The Web 2.0 was about harnessing the collective intelligence of users. The next Web will about taking advantage of sensor data, Tim O'Reilly predicts
But before that, he reminded his audience of the origins of Web 2.0.
“Web 2.0 was never intended to be a version number. It was really a reflection of what happened after the dotcom bust. There were some companies, some projects that seemed to survive when others were flatten. Why was it?” O’Reilly pondered.
For O’Reilly, the companies that survived the Internet bubble learned how to use the web as a platform. “And in particular they understood that the heart of that was to harness the collective intelligence, that is to get their users to add value to what they were doing.”

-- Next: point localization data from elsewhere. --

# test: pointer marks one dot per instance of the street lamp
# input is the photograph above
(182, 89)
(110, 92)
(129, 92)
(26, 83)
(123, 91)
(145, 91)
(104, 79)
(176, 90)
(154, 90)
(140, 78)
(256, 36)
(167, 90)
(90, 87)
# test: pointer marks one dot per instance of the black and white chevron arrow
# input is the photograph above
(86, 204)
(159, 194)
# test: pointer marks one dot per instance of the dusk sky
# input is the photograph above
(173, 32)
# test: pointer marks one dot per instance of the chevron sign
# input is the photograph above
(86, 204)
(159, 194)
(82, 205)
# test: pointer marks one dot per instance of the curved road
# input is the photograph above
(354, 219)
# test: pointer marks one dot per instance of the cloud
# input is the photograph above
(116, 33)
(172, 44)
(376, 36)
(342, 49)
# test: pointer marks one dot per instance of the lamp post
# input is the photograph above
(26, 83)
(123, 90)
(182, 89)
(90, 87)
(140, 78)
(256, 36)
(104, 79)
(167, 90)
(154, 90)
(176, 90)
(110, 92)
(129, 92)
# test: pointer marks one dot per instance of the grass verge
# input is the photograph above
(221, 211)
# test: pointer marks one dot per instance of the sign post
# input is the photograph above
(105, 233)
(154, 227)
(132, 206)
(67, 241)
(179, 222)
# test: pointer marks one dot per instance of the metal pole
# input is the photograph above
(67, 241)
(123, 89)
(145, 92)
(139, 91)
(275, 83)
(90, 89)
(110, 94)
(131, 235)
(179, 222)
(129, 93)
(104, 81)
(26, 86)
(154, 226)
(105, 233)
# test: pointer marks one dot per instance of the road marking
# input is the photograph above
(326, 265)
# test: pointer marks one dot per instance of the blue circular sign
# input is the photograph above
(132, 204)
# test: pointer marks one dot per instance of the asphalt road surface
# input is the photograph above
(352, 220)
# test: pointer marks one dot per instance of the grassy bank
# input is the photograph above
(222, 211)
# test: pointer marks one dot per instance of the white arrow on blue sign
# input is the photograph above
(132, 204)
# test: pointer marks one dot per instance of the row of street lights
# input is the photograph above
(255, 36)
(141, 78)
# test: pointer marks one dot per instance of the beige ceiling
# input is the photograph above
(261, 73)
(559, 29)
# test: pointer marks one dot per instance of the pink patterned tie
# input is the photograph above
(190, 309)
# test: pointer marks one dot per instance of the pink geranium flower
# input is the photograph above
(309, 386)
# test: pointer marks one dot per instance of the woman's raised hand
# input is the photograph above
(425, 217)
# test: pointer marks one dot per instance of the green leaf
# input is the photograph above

O’Reilly talked of “information shadows”, “electronic sensors coordination”, and statically extracting the “meaning” hidden in all the data that is being collected, gathered.
In a nutshell, for this Internet visionary, Web applications are going to be more and more driven by sensors and not by people typing on keyboards. A major shift from Web 2.0 applications today that heavily rely on user inputs.
There is power in less
Another of O’Reilly’s theme was how to apply Moore’s Law to the world’s hard problems.
“In the technology industry, we take for granted that we get more each year for less. But it doesn’t work that way in the world. The whole basis of our economy is that more will be spent, that things will be bigger, and cost more, and economy will grow.”
Part of the power that we have, is to take these techniques that we’ve developed in the consumer Internet and start to apply them to big hard problems, added O’Reilly.